2010: This was the ‘10th’ anniversary of biennial surveying (see for example Hughey, Cullen and Kerr 2010). Consistent findings were again reported – notably there has been a more than doubling over the 2000-2010 survey period to over 50% for those identifying farming as a major cause of damage to freshwater. For this survey we tested parallel postal and electronic surveys and will run with electronic in the future. We decided also to run future surveys triennially – trends are consistent and for cost saving reasons. The case study was again freshwater.

2008: In 2008 we began to detect that respondents were viewing management of natural resources increasingly positively while pressures and states were remaining largely static. This suggests an optimism that improved management will ultimately be reflected in an improved state. Case studies were around freshwater and around conservation. This was the 5th iteration of the survey, a milestone (see for example Hughey, Cullen and Kerr 2008).
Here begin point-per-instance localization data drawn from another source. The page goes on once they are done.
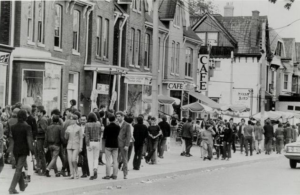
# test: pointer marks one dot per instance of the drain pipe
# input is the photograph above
(119, 58)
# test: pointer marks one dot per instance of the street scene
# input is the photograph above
(149, 97)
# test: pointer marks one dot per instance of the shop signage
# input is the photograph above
(202, 73)
(242, 97)
(137, 80)
(4, 58)
(102, 89)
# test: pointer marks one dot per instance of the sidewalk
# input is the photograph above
(172, 163)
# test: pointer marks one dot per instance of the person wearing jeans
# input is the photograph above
(92, 139)
(53, 141)
(110, 137)
(21, 141)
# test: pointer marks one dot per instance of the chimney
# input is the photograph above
(255, 14)
(228, 9)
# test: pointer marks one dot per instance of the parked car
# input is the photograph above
(292, 152)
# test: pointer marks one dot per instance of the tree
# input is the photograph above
(287, 5)
(198, 7)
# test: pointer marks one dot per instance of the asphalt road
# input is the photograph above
(260, 178)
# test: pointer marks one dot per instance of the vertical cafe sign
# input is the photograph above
(202, 73)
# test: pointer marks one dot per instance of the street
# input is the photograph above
(260, 178)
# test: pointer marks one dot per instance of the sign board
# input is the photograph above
(202, 73)
(102, 89)
(242, 97)
(4, 58)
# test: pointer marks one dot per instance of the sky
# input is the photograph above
(278, 16)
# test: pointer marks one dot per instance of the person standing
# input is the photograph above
(53, 142)
(258, 132)
(241, 134)
(21, 141)
(279, 135)
(42, 125)
(92, 139)
(166, 132)
(154, 132)
(73, 135)
(269, 135)
(124, 142)
(187, 135)
(110, 137)
(207, 139)
(140, 134)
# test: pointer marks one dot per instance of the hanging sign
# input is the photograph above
(102, 89)
(202, 73)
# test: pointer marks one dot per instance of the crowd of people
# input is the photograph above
(82, 140)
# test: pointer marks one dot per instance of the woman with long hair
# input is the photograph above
(92, 139)
(74, 136)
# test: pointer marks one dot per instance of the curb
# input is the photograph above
(114, 184)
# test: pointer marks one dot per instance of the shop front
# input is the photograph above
(139, 89)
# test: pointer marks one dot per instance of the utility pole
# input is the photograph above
(155, 60)
(263, 74)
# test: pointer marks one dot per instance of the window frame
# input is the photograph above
(75, 47)
(60, 29)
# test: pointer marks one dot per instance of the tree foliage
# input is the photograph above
(198, 7)
(287, 5)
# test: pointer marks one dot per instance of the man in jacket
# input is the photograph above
(42, 125)
(21, 140)
(269, 136)
(53, 140)
(187, 135)
(110, 137)
(166, 132)
(124, 141)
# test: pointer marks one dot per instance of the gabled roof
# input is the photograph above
(289, 44)
(167, 9)
(240, 29)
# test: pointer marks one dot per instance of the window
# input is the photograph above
(99, 36)
(105, 39)
(57, 27)
(41, 19)
(285, 81)
(30, 21)
(202, 36)
(188, 62)
(76, 24)
(177, 57)
(212, 39)
(147, 51)
(132, 41)
(173, 58)
(138, 38)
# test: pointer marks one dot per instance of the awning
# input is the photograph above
(162, 99)
(197, 107)
(205, 99)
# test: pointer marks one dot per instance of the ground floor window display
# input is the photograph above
(42, 87)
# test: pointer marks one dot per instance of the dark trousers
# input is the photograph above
(20, 163)
(41, 160)
(188, 145)
(242, 142)
(152, 144)
(138, 151)
(248, 141)
(130, 150)
(123, 156)
(161, 146)
(227, 150)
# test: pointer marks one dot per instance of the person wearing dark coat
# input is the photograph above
(21, 141)
(166, 132)
(140, 134)
(227, 142)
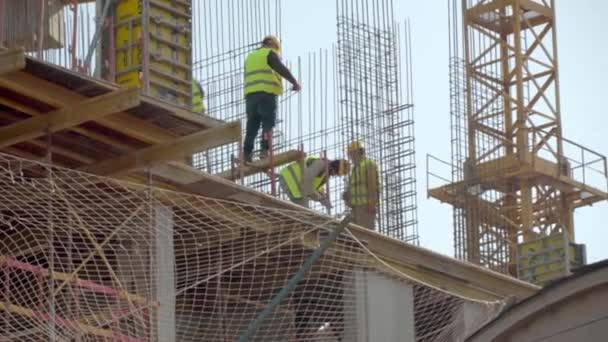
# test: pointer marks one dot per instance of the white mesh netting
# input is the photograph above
(86, 258)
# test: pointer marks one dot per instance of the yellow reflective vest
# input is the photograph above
(197, 98)
(292, 177)
(358, 182)
(259, 76)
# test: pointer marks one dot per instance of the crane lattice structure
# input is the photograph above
(517, 178)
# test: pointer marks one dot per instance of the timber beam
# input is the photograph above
(261, 165)
(11, 60)
(69, 116)
(172, 150)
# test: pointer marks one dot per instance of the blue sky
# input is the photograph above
(583, 71)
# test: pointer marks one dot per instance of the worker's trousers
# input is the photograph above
(299, 201)
(261, 111)
(363, 217)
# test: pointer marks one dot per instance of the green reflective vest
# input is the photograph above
(197, 98)
(358, 182)
(292, 178)
(259, 76)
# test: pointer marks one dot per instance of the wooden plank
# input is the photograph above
(67, 117)
(11, 60)
(174, 150)
(80, 130)
(198, 119)
(57, 96)
(184, 114)
(262, 165)
(87, 329)
(75, 281)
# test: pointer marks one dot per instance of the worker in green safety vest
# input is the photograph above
(362, 194)
(302, 185)
(263, 83)
(197, 97)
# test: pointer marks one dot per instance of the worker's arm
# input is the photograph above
(310, 172)
(277, 65)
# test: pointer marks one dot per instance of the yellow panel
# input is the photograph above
(128, 54)
(130, 79)
(128, 9)
(169, 47)
(543, 260)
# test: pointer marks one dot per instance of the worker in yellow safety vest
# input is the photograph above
(197, 97)
(263, 83)
(362, 193)
(302, 185)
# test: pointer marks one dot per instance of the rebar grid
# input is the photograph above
(376, 104)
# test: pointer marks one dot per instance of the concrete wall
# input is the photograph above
(580, 318)
(384, 309)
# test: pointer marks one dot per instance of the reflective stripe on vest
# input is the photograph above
(358, 182)
(259, 76)
(292, 177)
(197, 98)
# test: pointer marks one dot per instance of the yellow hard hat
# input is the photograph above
(344, 168)
(355, 146)
(273, 40)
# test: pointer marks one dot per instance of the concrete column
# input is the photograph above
(164, 270)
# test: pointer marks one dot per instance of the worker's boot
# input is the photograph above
(263, 154)
(247, 158)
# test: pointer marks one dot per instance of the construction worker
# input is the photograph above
(197, 97)
(362, 194)
(302, 186)
(263, 83)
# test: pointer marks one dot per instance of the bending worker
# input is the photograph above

2006: While overall trends were now consistently embedded in the survey findings we did make one major change to the survey – we removed questions about conditions 5 years ago – we did this because the survey now covered such periods. The case studies were around land transport and the environment (see Hughey, Kerr and Cullen 2011) and priorities for government policy.
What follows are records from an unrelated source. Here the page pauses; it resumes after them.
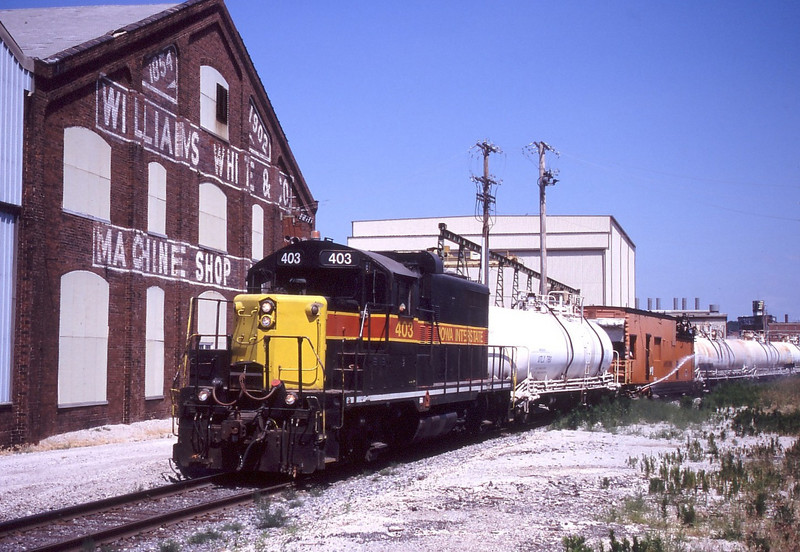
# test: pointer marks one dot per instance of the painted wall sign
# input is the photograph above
(130, 250)
(260, 142)
(130, 116)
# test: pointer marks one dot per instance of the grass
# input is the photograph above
(711, 487)
(268, 517)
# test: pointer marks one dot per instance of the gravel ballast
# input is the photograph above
(520, 491)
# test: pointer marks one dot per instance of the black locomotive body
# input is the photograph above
(334, 354)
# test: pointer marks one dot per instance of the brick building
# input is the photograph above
(153, 170)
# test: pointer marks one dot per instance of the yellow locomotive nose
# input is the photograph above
(285, 334)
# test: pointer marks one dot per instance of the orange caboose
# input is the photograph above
(653, 352)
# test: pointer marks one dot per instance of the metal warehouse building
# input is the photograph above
(142, 165)
(590, 253)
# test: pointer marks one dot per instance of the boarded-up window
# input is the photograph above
(87, 173)
(213, 219)
(157, 199)
(82, 339)
(154, 344)
(213, 101)
(258, 232)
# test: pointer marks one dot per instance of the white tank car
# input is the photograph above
(732, 358)
(548, 342)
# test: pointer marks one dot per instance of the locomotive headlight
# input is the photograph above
(313, 310)
(266, 321)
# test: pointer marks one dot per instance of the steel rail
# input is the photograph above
(140, 526)
(50, 516)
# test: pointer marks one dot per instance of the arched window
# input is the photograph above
(87, 173)
(213, 101)
(157, 199)
(212, 320)
(258, 232)
(154, 344)
(82, 339)
(213, 218)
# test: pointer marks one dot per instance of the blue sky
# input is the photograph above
(680, 119)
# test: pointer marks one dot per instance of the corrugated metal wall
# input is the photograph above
(14, 83)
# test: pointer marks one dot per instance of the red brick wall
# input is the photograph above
(53, 242)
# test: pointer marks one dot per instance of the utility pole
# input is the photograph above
(546, 178)
(485, 197)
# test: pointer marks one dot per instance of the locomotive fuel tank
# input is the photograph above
(549, 342)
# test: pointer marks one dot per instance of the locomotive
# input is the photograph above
(336, 354)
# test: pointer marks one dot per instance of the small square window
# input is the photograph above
(222, 104)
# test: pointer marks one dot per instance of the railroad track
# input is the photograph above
(115, 518)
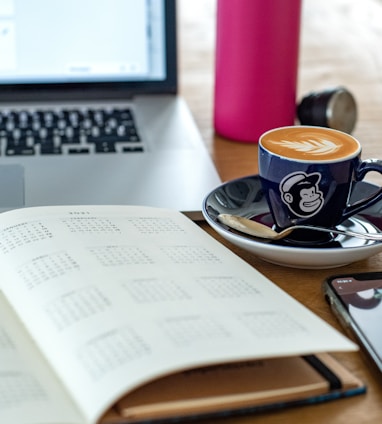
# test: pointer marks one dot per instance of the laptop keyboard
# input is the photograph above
(72, 131)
2004: Our third survey witnessed even more significance in terms of changing perceptions of farming and freshwater – this was a trend that has continued since. Our case study was about freshwater and freshwater angling. Notable here was detection of significant differences between Maori, European and other ethnicities with Maori typically expressing higher levels of concern (see Cullen, Kerr and Hughey 2006; Hughey, Kerr and Cullen 2007). Also for the first time we reported the genesis/rationale of the survey in a peer reviewed journal (see Hughey, Kerr, Cullen and Cook 2004).

2002: This survey saw the first set of results comparable to a previous, the 2000 survey. The biggest finding was that an increasing number of people identified farming as a major cause of damage to freshwater. We had two case studies: one around allocation of government expenditure (see Kerr, Cullen and Hughey 2010), and the other about the coastal-marine environment including the potential to introduce a marine fishing licence for recreational anglers (see Kerr, Hughey and Cullen 2003).

2000: The first of the biennial surveys – no great surprises, not surprisingly as there was no comparable data. Perhaps most gratifying was the 48% effective response rate – amazing for a postal survey of this type. A case study on hazards was included in the survey.